Full per-PID strace artifacts persisted at `iter5_phase3_baseline.tgz/anchors_<codec>/trace.*` — bundle pulled to noether at `~/src/fresnel-fourier/iter5_phase3_baseline.tgz` (25 MB).
These are the iter5 baseline control-payload anchors. Phase 7 will re-run the same strace on the kernel-agent-produced `linux-fresnel-fourier 7.0.kafr2` substrate; each codec's `VIDIOC_S_EXT_CTRLS` payload should byte-match the iter5 baseline. **Predicted: byte-identical match for all 5 codecs**, because the kernel patches in iter5 don't touch control-handling code (they only add the `vb2_buffer_attach_release_fence` opt-in call at `*_buf_queue`).
## Open questions resolved at Phase 3
- ~~"Bug 3 — hantro UAPI drift"~~ — **Resolved null** at Phase 2 source-read. Empirical Phase 3 confirms: MPEG-2 controls submit at `= 0`, VP8 controls submit at `= 0` (modulo the 2 cosmetic EINVAL B4 init probes).

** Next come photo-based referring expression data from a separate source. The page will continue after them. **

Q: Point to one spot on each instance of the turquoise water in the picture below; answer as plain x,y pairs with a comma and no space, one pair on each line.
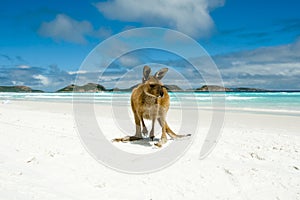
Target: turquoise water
275,102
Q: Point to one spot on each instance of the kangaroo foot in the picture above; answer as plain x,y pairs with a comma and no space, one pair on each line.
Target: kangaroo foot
161,142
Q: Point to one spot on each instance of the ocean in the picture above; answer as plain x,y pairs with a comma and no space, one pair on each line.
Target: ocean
283,103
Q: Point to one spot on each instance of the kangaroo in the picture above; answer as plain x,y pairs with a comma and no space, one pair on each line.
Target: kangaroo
150,100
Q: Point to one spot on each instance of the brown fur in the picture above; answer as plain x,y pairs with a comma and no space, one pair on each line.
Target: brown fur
150,100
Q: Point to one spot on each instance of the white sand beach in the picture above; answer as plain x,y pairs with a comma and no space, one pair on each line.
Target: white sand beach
42,157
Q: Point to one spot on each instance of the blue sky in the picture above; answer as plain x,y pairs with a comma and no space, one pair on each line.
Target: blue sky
253,43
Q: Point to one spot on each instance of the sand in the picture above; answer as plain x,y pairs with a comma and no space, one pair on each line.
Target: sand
42,157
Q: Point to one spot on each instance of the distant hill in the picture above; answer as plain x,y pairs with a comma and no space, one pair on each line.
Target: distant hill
213,88
17,89
243,89
90,87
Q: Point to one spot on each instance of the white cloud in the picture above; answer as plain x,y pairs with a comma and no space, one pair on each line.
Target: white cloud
24,67
43,79
190,16
77,72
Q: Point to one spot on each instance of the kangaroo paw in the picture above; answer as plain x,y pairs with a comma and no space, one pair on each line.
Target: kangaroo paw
127,139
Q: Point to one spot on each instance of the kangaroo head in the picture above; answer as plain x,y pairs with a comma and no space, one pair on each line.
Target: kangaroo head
152,84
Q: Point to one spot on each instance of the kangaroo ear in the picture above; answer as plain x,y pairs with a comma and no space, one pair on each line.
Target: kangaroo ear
161,73
146,73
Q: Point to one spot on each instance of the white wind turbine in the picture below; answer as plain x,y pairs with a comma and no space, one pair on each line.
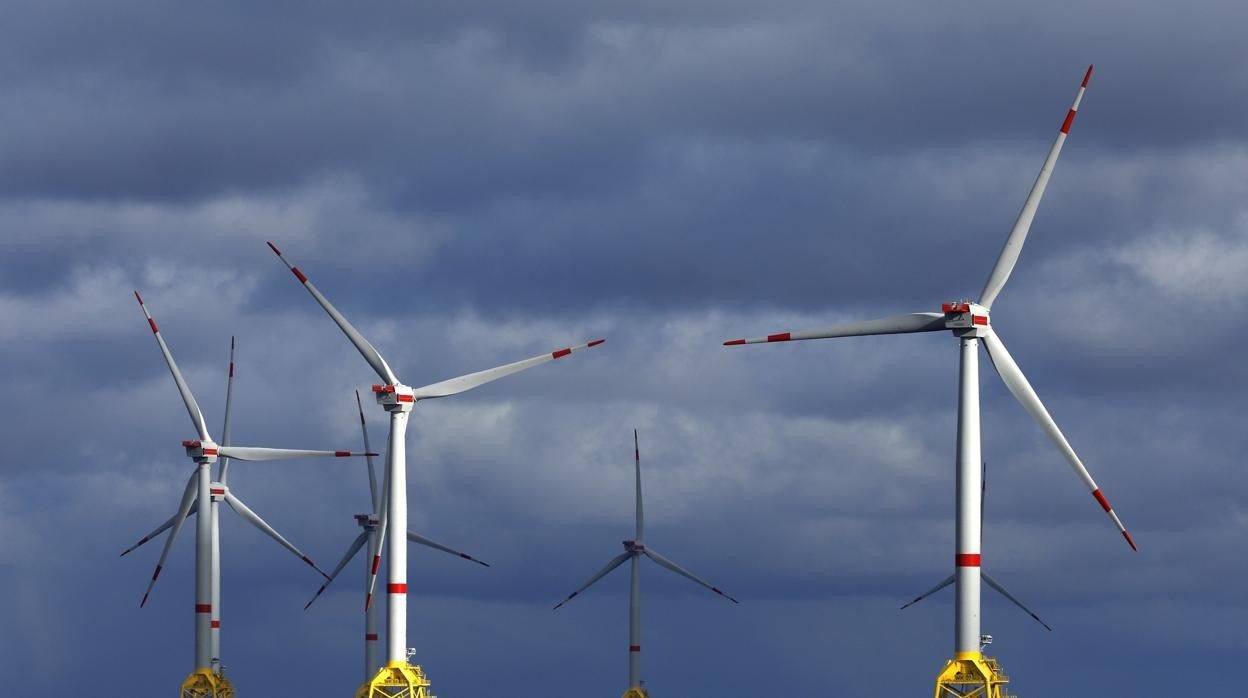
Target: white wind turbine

- "Does the cap_pool race window manifest as all-zero or non-zero pattern?" — **All-zero**, confirmed.
- "Does kernel-direct decode produce SW-equivalent YUV for all 5 codecs?" — **Yes for 4 of 5** (H.264, HEVC, VP9, VP8). MPEG-2 HW differs from SW at the codec-precision level, unrelated to Bug 2.
## Open questions still pending Phase 4
- Does the videobuf2-core.c RFC v2 helper patch apply cleanly v6.12 → v7.0? Pending boltzmann reconnection for the `git apply --3way` verification.

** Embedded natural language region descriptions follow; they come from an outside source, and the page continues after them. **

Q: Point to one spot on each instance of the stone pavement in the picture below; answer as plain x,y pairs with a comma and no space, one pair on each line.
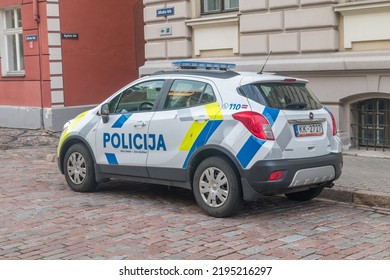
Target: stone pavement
365,179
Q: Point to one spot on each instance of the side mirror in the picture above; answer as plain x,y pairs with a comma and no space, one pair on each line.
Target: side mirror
105,112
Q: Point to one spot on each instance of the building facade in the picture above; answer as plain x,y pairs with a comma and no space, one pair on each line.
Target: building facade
342,47
58,58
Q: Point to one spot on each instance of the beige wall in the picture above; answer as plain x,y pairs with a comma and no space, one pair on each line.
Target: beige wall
342,47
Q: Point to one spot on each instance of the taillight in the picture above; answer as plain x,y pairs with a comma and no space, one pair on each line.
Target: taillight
256,123
334,127
275,176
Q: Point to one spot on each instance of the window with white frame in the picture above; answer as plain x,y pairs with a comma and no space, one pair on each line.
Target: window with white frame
219,6
12,46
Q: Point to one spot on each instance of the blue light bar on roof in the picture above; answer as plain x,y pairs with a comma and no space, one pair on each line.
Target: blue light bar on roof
203,65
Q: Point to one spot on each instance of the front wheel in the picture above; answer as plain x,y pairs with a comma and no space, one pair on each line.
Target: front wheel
217,188
79,169
305,195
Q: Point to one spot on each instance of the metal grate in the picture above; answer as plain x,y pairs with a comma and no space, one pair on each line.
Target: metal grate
373,127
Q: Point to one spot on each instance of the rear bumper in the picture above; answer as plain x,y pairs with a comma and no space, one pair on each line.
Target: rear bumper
297,173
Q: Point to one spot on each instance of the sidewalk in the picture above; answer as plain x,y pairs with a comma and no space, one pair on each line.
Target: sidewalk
365,179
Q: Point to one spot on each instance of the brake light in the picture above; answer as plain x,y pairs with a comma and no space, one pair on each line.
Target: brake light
275,176
334,127
256,123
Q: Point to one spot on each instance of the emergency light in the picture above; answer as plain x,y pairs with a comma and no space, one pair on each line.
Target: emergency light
203,65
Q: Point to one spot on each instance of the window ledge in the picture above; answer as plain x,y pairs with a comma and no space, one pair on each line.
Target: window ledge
361,6
20,74
207,20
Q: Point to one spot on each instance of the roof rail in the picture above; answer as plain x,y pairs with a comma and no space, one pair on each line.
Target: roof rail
203,65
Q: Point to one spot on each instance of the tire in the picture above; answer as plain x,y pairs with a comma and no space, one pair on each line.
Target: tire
79,169
217,188
305,195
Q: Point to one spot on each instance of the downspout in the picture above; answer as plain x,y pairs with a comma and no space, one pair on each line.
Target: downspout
36,11
37,19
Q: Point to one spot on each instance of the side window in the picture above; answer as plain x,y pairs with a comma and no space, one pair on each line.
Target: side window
186,93
140,97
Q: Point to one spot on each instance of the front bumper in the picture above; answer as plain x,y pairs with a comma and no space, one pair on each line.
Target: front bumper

- Does `vb2_buffer_attach_release_fence()` need any v7.0-specific adjustments (e.g., dma_resv API rename or signature drift)? Phase 4 verifies during rebase.
- Will the rkvdec consumer patch need any rkvdec-specific buf_queue refactor (e.g., the buf_queue happens before a delayed-decode worker, in which case the fence should be attached later)? Phase 4 reviews rkvdec.c around line 954 in context.
## Artifacts persisted
- `iter5_phase3_baseline.tgz` (25 MB): `sweep.sh` (runner), `anchors.sh` (anchor capture), `*.yuv` (15 raw YUV files: 5 libva + 5 kdirect + 5 sw), `*.log` (15 ffmpeg stderr logs), `anchors_<codec>/trace.*` (5 codecs × per-PID strace files, ~85 files total).
## Phase 4 preview
With the empirical confirmation that:
- Bug 2 is consistently the timing race on all 4 broken codecs (and the MPEG-2 path that "works" actually wins the same race);
- Kernel-direct decode is byte-clean for all 5 codecs vs SW (for the 4 that have HW=SW expectation);
- Backend control-payload submissions are stable and identical across H.264/HEVC/VP9 (all 14/15/13 `= 0`) and modulo cosmetic noise on hantro;
Phase 4 plan is now fully informed: produce the 4-patch series (3 rebased + 1 new rkvdec consumer), update `fleet/fresnel.yaml`, build via kernel-agent (or manual fallback) on boltzmann, install on fresnel, re-run the sweep, verify `libva_<codec>.yuv == kdirect_<codec>.yuv` for all 5 codecs (the post-fix-equivalent of the "all 5 pass" criterion).